Another positive lesson from the damsel in distress is not that the female must rely upon the male hero, but that she can rely upon him to be there in her time of need. Perhaps another interpretation of Prince Philip defeating Maleficent is not that Aurora is useless, but that she has someone in whom she can trust to fight for her when she is helpless to do so for herself. Snow White's prince shows us the power and importance of love, without which life is pretty empty. Prince Eric's defeat of Ursula and his acceptance of Ariel help her make a very important adult decision--breaking some of the ties of childhood family in order to venture out and start her own. Let's be honest, Cinderella was getting nowhere with her steps regardless of her kindness toward them. She was in a battered relationship and her prince showed her that there could be a better life for her, that she didn't have to take the abuse. Peter Pan is responsible for his Lost Boys and the Darling children. His need to rescue them (and even Tiger Lilly) at the risk of his own safety is an illustration of the importance of a leader setting aside his (or her) own personal desires in order to do what is needed for those under his care. Nala saw Simba as additional aid because she and the other lionesses were beyond their abilities to oust Scar and his hyenas. Simba wasn't simply the "male" hero, he brought a different viewpoint to the dilemma faced by the pride. Like Peter Pan, Kida was the leader for her people. She was captured in her effort to spare her people from the threat they faced. Milo used his various skills and social network to save Kida in turn. A leader also has to know when to bring in an outside source of aid when the internal sources are insufficient for the problems at hand. Finally, the many times Minnie is captured, she calls to Mickey because she knows that she can count on him. His enemies, her captors, are always bigger and stronger than he is, yet Minnie has complete confidence in Mickey's abilities to help her when she needs him the most.

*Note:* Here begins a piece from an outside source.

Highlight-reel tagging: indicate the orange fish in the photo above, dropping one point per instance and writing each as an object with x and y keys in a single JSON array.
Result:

I'm willing to bet many women wish they could say the same for their significant other; unfortunately, I couldn't say that about my ex-husband even when we were married and it always left me feeling more vulnerable, bitter, and helpless.

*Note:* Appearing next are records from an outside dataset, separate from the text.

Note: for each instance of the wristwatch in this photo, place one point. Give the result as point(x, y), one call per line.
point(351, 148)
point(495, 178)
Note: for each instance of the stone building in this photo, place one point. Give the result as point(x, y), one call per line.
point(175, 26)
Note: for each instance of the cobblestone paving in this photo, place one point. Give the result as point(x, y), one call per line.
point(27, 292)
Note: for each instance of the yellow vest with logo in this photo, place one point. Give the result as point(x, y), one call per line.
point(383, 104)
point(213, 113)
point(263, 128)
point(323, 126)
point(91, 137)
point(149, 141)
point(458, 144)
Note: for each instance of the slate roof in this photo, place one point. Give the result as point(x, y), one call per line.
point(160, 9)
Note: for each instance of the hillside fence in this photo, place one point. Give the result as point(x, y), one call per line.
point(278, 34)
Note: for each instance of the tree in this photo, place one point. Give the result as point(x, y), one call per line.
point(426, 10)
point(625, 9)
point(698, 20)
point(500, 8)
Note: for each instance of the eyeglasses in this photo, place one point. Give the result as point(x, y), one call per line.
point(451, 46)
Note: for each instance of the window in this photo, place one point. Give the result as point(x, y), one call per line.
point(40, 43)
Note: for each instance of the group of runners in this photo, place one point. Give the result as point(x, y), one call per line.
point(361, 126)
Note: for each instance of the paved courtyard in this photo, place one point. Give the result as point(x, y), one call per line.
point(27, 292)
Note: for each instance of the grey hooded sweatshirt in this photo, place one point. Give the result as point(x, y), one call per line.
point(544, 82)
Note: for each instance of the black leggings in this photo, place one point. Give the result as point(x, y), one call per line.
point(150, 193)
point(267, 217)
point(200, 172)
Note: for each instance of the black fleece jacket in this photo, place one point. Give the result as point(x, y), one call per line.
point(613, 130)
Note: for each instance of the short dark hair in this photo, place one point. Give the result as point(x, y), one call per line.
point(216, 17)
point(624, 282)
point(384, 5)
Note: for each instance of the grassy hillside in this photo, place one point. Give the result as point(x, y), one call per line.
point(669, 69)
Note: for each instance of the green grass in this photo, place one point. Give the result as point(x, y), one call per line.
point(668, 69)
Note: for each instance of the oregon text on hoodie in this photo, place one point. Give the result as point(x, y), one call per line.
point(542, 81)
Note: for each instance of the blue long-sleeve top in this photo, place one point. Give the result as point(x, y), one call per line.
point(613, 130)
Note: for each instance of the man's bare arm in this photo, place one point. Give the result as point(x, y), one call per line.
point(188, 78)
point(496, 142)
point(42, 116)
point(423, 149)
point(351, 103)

Maybe the idea of the damsel in distress is a lesson for our sons to teach them that it is part of their responsibility as a good life partner to defend the women in his life, to stand up for them and aid them when they might be too weak (or too proud) to call for help. Perhaps it's also a lesson for girls to learn to trust that others will be there for them when they need it.

Living life alone, with the idea that you have to be so strong that no one needs to rescue you from anything, ever, is extremely burdensome. Human beings are social creatures. We rely upon a community, even a loosely defined network of others, in order to navigate life's waters. When we build up such an impenetrable strong-hold around ourselves that it shuts out everyone else, we encounter devastating loneliness and depression that can leave us even more vulnerable that the most debilitating physical deterrent. Yes, it's good to teach our girls to be strong and independent and to teach our sons to be respectful of the females. However, it's also good to let the girls know that they have someone they can count on when things are so overwhelming. It's also good to teach our sons to be solid, supportive, dependable, reliable heroes when the situation calls for it. In the same token, it's okay to round that out by teaching our girls to be reliable rescuers and our boys to call for help when they need rescuing.